CAP 2024, ça commence maintenant !
Dans la rubrique Actualité du crédit
15 septembre 2021, l’ordonnance 2021-1190 est publiée, suivi d’une première version des spécifications externes. Bien sûr, au-delà de la confirmation de la réforme dans son ensemble, l’événement marquant est le décalage de calendrier, souhaité par beaucoup. Et il est vrai que les travaux de concertation avec la Mission Facture Électronique (DGFIP et AIFE) ont montré toute l’ambition de cette réforme, et la nécessité de laisser à chaque acteur de l’écosystème le temps de se préparer, de prendre conscience de ce qu’elle signifie, d’inscrire cette réforme dans une trajectoire qui va drastiquement changer les pratiques et les usages entre clients et fournisseurs s’agissant du traitement de leurs factures, et probablement par extension de la commande ou la contractualisation jusqu’au paiement. La relation avec l’Administration devrait aussi être considérablement modifiée, passant à un mode de contrôle en continu, détectant les erreurs pour les corriger au plus vite, et ciblant les contrôles là où ils sont nécessaires et efficaces.
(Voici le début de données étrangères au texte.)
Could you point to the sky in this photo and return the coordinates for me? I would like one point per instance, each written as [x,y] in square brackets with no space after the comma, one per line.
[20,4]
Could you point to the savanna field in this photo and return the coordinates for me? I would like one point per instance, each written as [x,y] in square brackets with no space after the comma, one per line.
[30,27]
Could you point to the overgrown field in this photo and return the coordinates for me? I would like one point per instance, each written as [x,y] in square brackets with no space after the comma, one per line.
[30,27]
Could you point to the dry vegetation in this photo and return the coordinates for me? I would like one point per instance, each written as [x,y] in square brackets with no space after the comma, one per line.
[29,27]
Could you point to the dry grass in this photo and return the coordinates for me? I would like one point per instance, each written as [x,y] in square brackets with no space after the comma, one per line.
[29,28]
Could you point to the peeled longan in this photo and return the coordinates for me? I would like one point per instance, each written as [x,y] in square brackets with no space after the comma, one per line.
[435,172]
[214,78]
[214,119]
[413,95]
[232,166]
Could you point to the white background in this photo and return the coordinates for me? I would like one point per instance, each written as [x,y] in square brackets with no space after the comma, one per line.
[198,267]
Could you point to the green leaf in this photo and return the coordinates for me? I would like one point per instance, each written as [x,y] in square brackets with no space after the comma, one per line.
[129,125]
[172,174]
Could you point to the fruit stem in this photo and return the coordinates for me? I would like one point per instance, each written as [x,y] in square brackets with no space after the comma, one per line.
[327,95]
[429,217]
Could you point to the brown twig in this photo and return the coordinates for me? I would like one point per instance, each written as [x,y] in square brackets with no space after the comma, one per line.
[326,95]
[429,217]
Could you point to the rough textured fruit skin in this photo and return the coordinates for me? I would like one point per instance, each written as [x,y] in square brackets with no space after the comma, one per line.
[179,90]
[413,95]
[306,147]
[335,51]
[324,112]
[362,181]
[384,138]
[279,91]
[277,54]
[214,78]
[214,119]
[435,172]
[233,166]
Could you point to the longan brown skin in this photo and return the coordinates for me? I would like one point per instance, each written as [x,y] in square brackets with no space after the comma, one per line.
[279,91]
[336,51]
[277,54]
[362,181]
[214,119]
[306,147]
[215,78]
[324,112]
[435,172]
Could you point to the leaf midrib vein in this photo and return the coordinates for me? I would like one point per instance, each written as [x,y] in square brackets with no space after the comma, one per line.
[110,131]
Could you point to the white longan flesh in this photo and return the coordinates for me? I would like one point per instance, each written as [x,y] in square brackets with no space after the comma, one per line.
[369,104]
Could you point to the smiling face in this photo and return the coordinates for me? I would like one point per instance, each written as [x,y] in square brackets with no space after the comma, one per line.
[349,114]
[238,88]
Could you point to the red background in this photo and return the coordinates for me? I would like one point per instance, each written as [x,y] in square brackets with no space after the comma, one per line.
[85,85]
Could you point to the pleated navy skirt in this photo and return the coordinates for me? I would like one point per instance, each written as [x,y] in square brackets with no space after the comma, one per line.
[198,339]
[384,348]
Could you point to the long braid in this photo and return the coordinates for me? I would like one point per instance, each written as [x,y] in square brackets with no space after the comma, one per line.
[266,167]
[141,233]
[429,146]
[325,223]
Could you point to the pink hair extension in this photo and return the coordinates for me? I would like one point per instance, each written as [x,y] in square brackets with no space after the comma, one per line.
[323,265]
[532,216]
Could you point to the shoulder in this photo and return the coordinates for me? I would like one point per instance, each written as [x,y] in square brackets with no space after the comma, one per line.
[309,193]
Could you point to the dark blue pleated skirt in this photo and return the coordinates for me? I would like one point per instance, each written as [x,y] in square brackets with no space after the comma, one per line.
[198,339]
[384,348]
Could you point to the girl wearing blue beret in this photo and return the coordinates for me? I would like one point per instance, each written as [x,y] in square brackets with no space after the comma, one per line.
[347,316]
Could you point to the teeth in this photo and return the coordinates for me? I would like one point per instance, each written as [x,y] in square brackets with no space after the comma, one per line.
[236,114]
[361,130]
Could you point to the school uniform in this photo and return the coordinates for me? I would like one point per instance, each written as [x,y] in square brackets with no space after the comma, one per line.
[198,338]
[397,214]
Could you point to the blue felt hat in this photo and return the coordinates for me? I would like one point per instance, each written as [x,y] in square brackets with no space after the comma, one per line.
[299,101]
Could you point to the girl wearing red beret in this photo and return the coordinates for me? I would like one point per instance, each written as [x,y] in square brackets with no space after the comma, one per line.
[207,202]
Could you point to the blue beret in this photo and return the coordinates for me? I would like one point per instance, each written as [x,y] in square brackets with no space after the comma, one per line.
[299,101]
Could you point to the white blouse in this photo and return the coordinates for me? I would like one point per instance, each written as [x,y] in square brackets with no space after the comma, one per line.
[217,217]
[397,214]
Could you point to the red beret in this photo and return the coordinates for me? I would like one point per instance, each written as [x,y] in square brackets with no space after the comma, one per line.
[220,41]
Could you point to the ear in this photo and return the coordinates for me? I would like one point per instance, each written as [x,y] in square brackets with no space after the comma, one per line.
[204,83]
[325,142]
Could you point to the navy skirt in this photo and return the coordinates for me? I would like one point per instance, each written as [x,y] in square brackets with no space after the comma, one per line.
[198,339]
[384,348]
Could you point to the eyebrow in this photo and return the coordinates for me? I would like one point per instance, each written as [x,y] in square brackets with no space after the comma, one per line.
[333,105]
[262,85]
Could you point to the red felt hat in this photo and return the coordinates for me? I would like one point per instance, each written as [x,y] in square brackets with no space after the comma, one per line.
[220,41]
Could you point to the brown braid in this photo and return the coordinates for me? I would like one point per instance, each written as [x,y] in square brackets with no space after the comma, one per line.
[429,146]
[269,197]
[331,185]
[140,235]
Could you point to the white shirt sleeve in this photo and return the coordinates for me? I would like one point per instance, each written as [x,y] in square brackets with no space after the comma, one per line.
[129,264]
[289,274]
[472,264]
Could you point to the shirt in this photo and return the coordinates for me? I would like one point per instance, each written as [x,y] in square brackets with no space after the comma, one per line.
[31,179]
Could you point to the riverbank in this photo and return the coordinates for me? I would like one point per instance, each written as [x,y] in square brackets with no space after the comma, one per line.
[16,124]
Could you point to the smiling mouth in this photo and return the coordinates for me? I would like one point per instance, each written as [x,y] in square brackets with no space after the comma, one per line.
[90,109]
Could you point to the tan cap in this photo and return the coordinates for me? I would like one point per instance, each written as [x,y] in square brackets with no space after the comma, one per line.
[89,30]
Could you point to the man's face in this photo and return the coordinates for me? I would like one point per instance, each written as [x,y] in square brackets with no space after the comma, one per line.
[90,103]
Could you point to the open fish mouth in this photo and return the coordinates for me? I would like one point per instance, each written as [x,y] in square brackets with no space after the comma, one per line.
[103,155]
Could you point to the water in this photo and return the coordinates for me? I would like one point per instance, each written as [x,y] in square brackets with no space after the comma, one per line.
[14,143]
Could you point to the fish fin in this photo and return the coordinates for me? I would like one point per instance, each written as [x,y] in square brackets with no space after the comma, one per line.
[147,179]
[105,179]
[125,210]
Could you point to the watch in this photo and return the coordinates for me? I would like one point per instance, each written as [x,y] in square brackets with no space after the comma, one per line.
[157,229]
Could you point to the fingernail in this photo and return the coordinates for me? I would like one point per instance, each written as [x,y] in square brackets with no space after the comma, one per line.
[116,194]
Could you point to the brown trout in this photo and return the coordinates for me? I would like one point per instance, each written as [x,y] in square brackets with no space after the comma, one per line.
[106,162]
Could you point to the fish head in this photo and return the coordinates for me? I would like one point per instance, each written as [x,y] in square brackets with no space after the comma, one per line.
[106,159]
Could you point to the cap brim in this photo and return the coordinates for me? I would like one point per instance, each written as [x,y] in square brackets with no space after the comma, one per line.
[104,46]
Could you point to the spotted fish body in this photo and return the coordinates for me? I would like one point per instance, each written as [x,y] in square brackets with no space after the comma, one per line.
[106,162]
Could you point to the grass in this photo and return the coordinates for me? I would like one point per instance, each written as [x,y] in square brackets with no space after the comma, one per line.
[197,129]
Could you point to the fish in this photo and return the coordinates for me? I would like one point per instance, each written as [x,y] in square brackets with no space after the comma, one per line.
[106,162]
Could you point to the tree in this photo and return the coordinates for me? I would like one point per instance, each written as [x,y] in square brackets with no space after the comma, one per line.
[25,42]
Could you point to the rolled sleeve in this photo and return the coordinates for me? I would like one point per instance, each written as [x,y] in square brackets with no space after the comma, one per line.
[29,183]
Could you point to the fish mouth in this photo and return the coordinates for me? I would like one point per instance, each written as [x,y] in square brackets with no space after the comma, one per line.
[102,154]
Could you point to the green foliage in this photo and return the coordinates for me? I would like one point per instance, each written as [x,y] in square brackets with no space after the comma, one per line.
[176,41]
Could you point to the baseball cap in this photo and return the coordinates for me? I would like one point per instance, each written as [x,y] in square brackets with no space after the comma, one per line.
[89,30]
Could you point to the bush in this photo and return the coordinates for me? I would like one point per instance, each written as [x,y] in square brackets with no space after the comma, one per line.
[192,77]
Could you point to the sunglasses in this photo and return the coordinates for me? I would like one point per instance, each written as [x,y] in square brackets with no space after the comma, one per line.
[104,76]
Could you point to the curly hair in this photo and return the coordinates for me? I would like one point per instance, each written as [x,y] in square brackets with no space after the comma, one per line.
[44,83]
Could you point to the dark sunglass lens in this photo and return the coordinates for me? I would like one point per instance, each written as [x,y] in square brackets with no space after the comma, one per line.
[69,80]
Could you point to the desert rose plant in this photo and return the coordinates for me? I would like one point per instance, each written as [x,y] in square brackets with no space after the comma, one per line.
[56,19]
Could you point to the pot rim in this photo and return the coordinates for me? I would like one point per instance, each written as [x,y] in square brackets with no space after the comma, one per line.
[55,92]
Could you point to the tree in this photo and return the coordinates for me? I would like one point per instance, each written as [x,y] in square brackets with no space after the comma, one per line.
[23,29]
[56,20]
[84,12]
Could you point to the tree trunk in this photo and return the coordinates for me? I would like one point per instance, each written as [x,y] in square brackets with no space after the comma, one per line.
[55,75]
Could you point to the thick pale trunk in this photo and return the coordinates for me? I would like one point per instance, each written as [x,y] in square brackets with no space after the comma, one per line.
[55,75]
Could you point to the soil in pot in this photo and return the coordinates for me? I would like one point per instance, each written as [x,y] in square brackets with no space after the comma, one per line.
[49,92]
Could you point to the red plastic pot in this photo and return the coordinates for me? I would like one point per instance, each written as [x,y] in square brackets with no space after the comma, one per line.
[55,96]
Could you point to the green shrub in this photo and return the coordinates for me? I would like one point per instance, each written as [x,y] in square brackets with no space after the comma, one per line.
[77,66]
Alors pourquoi 18 mois de décalage au démarrage ? Déjà pour tenir compte de la nécessité d’une phase de pilote et d‘initialisation, à compter de janvier 2024. Rappelons en effet qu’à compter du 1er juillet 2024, tous les assujettis devront avoir désigné leur(s) plateforme(s) pour recevoir leurs factures électroniques : PDP (Plateforme de Dématérialisation Partenaire) ou PPF (Portail Public de Facturation, nouvelle génération de ChorusPro). Donc, il faudra que le PPF et la plupart de ceux qui ont vocation à être PDP soient prêts et opérationnels début 2024.
Et bien sûr, rien n’empêche de commencer avant en anticipant 2024, c’est-à-dire en s’appuyant sur les formats normalisés choisis, en s’habituant à partager les statuts de traitement, et donc la valeur ajoutée du passage à la facture électronique, et en mettant en œuvre une interopérabilité effective entre futures PDP.
Enfin, on peut aussi comprendre qu’il s’agit là d’un planning pris en connaissance de cause et avec réalisme, avec suffisamment de délai pour ne pas avoir à y revenir, ni d’excuse pour justifier une incapacité à faire.
Les grandes lignes de la réforme.
1. Le schéma en Y
Tout d’abord, le choix a été de s’appuyer sur une architecture mixte publique / privée composée d’un Portail Public de Facturation (PPF) et de Plateformes de Dématérialisation Partenaires (c’est-à-dire partenaires de l’Administration) qui constituent ensemble un réseau d’échange et de contrôle des factures et de leurs statuts de traitement.
2. Les formats
Pour pouvoir imposer une obligation d’émettre, il fallait commencer par une obligation de recevoir pour toutes les entreprises, et définir quels formats allaient s’imposer à tous au minimum. Logiquement, les formats de données normalisés à l’échelle européenne ont été retenus : XML UBL et XML UN/CEFACT CII conformes à la Norme sémantique EN16931. Mais il fallait aussi garantir la lisibilité des factures pour les destinataires, notamment les plus de 3,8 millions de PME / TPE et microentreprises. Ce sera une obligation des PDP et PPF de savoir produire une représentation lisible des factures.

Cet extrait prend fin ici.